Both autologous (self) grafts and non-autologous (non-self) grafts are employed in Peyronies treatment. These grafts or patches are used to replace segments of plaque and straighten the penis. Drawbacks to the use of grafts are that they require open surgery and may result in erectile dysfunction or even a more significant deformity in the penis.

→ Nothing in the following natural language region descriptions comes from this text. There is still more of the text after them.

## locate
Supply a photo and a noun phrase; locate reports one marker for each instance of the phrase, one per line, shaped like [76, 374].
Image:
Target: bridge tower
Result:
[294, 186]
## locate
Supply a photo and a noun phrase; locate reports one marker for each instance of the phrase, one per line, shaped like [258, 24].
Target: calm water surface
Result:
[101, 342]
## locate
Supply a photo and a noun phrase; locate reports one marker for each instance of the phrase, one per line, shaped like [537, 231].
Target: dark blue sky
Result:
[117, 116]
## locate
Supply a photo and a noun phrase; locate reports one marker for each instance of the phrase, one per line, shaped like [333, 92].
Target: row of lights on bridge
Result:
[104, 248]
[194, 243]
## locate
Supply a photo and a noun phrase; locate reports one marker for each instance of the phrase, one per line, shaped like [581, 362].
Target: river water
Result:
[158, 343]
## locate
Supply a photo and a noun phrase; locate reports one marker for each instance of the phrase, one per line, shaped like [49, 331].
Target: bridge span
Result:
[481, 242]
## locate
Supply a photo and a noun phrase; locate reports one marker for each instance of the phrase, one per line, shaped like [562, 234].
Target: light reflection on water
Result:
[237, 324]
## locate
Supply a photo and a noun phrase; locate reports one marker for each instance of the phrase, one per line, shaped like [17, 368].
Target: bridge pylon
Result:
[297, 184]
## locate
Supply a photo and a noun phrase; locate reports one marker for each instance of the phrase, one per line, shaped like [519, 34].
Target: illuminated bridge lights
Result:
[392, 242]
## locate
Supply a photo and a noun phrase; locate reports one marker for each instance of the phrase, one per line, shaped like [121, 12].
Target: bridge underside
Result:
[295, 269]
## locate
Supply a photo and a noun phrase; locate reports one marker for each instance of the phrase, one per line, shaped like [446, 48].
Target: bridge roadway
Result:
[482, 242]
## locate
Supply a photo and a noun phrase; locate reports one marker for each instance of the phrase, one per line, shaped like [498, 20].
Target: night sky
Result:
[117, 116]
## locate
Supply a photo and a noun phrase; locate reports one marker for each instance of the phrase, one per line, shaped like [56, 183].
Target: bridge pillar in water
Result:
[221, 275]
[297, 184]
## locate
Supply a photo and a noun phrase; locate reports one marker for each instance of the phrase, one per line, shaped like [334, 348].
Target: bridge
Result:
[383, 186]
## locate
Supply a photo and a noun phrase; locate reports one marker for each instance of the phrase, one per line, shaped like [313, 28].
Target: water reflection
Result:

Penile implants or penile prosthesis placement is an excellent option for men with a significant Peyronie's deformity and associated erectile dysfunction. In these patients, injecting the plaque with Xiaflex or repairing the plaque with a patch may leave the patients with a straight penis, but they would not have the ability to engage in sexual intercourse given their baseline erectile dysfunction. A penile implant will both straighten out the Peyronie's plaque and allow the patient to have a reliable erection.
At Urological Consults of Florida in North Miami, our board-certified urologists specialize in the treatment of Peyronie's disease and the current treatment options including Xiaflex injections, penile implants, and grafting.
At Urological Consultants of Florida, we do offer low-intensity shock wave therapy for the treatment of erectile dysfunction. Peyronie's disease is an experimental application for shockwave treatment and results may vary. Studies are still ongoing to determine its place in the treatment algorithm for Peyronie's disease.